Recently at the USDA Research Farm in Byron, pecan growers gathered for their annual Fall Field Day – a day that allows producers from around the state the chance to fellowship and hear from industry experts – something that’s vital to the industry and its success.
“It’s not just for the education of how to grow nuts and what to do, but it brings everybody together as a community and makes you feel like you’re really part of something. Makes you know that Georgia’s not just here as a state, but we are a farming state and that we need to come together as a unit to work together more than away from each other. That’s what these meetings do. They bring us all together to learn and to meet the new folks and to keep this farming industry alive in Georgia,” says Chris Clough, GPGA President.
Of course, this event came just days after Hurricane Idalia ripped across the state, leaving damage and chaos behind, especially in the state’s pecan crop, which was just weeks out from harvest.
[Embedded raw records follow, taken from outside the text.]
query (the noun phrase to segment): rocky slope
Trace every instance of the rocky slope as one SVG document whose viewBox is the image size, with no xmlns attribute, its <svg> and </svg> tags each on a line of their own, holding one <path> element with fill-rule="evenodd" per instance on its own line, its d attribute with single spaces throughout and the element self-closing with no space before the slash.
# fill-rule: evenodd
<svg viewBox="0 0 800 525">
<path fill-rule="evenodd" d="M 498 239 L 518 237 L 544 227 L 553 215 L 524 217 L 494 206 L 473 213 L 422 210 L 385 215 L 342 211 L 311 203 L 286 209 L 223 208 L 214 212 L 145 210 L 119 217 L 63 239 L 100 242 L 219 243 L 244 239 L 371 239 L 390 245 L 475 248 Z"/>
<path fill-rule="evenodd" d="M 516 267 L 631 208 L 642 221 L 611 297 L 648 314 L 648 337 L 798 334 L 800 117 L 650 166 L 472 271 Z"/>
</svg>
“Hurricane Idalia did definitely hit the pecan industry pretty hard, especially in the extreme southern part of the state. Probably as you go from Brooks County over to Lowndes and then up into Berrien County is probably some of the worst damage that I have seen from it. As you go north from there, it gets a little less. There’s still some serious injury and damage in those areas, but it’s a little more sporadic, but certainly that Brooks, Lowndes, Berrien Counties and a few counties surrounding that had some really serious damage,” says Lenny Wells, UGA Pecan Specialist.
They won’t know the full scope of the damage for some time, but Wells says a large percentage of this year’s crop was most certainly lost due to the path Idalia took, which was straight through part of Georgia’s pecan growing region.
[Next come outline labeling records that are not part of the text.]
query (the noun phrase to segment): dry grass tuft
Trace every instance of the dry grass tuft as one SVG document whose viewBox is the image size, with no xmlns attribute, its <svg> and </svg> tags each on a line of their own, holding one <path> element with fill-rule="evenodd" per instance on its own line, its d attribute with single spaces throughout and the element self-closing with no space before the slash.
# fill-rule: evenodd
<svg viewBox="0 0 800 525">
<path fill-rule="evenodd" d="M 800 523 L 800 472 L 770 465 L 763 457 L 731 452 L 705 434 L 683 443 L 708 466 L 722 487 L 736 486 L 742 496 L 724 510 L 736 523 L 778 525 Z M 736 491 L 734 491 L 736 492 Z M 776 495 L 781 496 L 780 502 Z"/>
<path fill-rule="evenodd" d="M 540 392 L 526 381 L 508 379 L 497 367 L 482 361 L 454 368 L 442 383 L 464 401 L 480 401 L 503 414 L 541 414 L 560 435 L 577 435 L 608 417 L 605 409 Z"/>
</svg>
“If you look at the path of the hurricane through the southeastern part of the state, that area probably accounts for about a third of the pecans grown in the state and I would say somewhere around a third of the nuts in that region have been affected,” says Wells.
According to Clough, the industry has again been dealt a heavy blow, but says there’s a silver lining in all of this, and that’s the opportunity to rebuild.
“Everybody looks at it as a disaster that was along the hurricane path. It’s really not a disaster. Once you look past the fallen trees and the lost crop it’s really an opportunity. It’s an opportunity for growth, it’s an opportunity to replace some of your older varieties and start regenerating your orchards back to young stuff again,” says Clough.